A子以外は皆、その日仕事があり、A子が先に一人でロッジへ行き、夕方ごろに残りの2人が、一緒に車で来る予定になっていた。
A子は一人、バイクに跨がり、ロッジを目指していた。空はまるで、これから起こる惨劇を暗示しているかのように、灰色へと深く染まっていった。
外では雪が降り始め、先にロッジに到着したA子は、暖炉に火を起こし、凍えた身体を暖めながら、二人が来るのを待っていた。
だが、夕方を過ぎても二人は一向に来る気配がない。
A子は、この雪で道に迷ってしまったのかと不安になり、電話をかけてみるが、二人は電話に出ない。
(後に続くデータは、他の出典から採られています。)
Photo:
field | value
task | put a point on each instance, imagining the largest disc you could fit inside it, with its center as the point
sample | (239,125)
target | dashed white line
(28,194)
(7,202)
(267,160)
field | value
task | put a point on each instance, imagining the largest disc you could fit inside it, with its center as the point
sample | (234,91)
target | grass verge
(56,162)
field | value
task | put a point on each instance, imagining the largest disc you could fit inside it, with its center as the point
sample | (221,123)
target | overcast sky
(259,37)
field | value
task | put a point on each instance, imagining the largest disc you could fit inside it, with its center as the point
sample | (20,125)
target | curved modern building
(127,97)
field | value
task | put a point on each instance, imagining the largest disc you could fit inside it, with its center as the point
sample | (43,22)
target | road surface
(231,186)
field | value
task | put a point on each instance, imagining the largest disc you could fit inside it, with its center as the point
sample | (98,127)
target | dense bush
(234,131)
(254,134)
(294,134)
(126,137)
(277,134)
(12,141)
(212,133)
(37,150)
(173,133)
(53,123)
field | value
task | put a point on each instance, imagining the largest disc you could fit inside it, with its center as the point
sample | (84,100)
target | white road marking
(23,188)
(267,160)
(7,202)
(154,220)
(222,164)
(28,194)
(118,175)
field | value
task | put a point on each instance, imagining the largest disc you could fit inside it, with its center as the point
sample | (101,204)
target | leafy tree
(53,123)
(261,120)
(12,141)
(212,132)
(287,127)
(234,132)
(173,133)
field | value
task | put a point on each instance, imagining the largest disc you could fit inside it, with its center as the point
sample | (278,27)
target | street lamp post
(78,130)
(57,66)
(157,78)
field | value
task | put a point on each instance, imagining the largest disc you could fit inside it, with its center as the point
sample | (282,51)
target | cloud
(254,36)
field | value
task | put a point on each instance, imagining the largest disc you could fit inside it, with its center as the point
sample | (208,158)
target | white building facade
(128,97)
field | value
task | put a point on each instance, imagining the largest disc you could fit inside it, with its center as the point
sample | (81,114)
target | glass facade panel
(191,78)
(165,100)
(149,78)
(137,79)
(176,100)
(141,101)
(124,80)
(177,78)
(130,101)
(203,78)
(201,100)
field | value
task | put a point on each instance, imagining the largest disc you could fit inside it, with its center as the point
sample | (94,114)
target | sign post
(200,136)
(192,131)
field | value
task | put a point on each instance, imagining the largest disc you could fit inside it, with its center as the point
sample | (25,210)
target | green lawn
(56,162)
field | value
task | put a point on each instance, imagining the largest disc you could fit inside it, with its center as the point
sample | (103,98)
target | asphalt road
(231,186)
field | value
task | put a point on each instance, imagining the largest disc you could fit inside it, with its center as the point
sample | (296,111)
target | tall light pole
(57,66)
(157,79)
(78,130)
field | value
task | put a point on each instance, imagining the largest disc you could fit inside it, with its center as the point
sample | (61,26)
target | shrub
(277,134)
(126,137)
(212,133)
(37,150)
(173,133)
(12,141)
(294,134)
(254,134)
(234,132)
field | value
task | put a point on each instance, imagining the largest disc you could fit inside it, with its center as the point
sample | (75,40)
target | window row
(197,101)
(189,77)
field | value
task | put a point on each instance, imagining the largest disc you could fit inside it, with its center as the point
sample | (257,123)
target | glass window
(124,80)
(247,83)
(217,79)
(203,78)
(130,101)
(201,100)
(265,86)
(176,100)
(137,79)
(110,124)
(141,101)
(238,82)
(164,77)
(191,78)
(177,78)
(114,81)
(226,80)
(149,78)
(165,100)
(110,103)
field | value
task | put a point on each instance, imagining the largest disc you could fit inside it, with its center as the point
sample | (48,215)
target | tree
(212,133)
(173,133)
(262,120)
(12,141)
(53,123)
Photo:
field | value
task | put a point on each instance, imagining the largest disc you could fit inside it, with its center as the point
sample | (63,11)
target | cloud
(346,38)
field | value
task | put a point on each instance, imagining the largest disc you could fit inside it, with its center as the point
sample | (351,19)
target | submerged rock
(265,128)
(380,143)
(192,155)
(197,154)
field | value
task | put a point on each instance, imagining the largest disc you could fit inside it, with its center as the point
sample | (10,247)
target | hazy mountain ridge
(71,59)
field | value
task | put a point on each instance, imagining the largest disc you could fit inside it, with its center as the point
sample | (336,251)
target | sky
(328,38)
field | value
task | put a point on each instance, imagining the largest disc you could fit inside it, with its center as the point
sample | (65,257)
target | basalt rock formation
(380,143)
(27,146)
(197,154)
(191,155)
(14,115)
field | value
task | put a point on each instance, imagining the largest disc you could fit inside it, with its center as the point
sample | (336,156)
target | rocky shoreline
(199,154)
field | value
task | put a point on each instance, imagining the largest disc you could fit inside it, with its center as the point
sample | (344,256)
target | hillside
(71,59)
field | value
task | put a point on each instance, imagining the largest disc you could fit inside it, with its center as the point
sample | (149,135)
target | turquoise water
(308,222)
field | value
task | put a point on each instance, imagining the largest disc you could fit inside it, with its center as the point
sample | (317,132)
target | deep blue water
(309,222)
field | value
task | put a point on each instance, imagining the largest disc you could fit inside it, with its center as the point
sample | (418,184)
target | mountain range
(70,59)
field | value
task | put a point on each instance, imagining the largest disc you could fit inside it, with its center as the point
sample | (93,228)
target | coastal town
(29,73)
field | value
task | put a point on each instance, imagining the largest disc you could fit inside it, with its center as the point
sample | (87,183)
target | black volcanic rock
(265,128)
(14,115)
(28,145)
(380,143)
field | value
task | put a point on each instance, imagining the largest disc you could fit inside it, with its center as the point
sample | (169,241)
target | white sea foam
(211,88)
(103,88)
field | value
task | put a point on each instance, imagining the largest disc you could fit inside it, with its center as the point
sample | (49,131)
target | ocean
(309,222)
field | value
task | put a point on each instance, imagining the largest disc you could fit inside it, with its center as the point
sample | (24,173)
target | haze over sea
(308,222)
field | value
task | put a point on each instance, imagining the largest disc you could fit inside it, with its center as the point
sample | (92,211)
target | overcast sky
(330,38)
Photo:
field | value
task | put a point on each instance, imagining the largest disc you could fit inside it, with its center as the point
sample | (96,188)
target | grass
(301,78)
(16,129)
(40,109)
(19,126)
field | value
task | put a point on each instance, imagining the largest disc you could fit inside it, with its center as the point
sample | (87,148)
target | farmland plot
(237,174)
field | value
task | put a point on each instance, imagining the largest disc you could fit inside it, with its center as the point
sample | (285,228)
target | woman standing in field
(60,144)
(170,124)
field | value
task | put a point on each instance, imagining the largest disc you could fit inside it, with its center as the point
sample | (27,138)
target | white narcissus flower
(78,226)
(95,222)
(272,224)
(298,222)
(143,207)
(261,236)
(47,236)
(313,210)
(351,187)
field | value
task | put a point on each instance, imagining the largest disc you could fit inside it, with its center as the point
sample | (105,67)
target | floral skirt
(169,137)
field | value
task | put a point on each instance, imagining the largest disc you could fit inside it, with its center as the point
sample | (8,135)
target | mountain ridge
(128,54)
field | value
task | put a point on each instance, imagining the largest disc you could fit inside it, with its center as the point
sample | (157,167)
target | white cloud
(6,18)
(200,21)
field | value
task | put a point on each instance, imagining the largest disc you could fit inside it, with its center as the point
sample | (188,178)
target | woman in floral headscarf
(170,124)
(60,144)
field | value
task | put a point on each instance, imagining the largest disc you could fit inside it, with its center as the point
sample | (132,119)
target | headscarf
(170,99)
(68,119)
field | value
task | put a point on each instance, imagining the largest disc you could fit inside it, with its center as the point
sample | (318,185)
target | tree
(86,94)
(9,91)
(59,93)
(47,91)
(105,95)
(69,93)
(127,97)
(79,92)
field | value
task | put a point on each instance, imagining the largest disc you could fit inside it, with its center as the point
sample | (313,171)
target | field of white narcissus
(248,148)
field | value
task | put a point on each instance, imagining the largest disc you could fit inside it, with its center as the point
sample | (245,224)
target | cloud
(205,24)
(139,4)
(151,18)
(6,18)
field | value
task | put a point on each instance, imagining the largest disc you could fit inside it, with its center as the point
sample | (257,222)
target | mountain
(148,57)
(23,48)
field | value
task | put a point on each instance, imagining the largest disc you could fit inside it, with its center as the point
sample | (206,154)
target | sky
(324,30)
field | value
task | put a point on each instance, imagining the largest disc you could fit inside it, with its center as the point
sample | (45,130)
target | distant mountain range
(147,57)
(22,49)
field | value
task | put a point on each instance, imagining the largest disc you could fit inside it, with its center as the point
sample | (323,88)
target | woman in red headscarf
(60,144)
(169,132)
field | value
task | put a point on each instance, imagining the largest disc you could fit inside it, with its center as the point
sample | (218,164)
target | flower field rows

しばらくすると、玄関からドアを叩く音が聞こえてきた。
ドンドンドンッ!
A子は、あ、B君とC君が来た!と思い、急いでドアを開けた。
そこには、顔や腕から血を流しているCが立っていた。
「C君!!一体どうしたの!?」
「…ここに来る途中、車が、崖から落ちたんだ…。
Bが、ふざけてハンドルを切って、それで、ガードレールに突っ込んで…。」
「そ、そんな…っ
…ッ!B君は!?B君はどうしたの?」
「Bは、駄目だった…。
俺は、どうにか助かったんだけど、Bはもう…」
「な、…なんでっ…」
その時、
ドンドンドンドンッ!
誰かがドアを激しく叩いている。
「だ、誰!?」
「俺だ!Bだ!開けてくれ!!」
「…B君!?B君なの!?」
「その声っ……A子か!?
そうだよ!Bだ!A子、頼むから開けてくれ!!」
「B君!?待って、今開けてあげるから!」
「駄目だ!!開けちゃいけない!!」
ドアを開けようとするA子の前に、Cが立ちはだかった。
「なんでっ!?B君生きてたんじゃない!開けてあげなきゃ!!」
「いや、確かにBは死んだんだ。
きっと死んだBが、A子を道連れに連れて行こうとしてるんだ!!」
「でも、例え死んでても、こんなの可哀相!
お願い!開けさせて!」
A子は泣きじゃくりながらCに頼んだ。
そうしている内に、Bの声も段々と弱っていく。
「A子、頼む…開けてくれ……頼む…」
「A子、駄目だ!」
「C君、ごめん!」
A子はとうとう耐え切れなくなり、Cの制止を振り切って扉を開けた。
そこには、身体中傷だらけのBが立っていた。
「ごめんね、B君が死んでるって分かっていても、助けてあげたかったの。」
Bは言った。
「A子、しっかりしろ!
違うんだ!
事故で死んだのは俺じゃない、Cなんだよ。」
「え?」
A子は驚き、後ろを振り返ったが、そこにはもうCの姿は無かった。
「そ、そんな…
じゃあ、C君は、私たちを道連れに、連れて行こうとしてたの?」
「ワタシ達?」
「え?」
A子が振り返る。
Bが、白目をむいてA子を睨んでいた。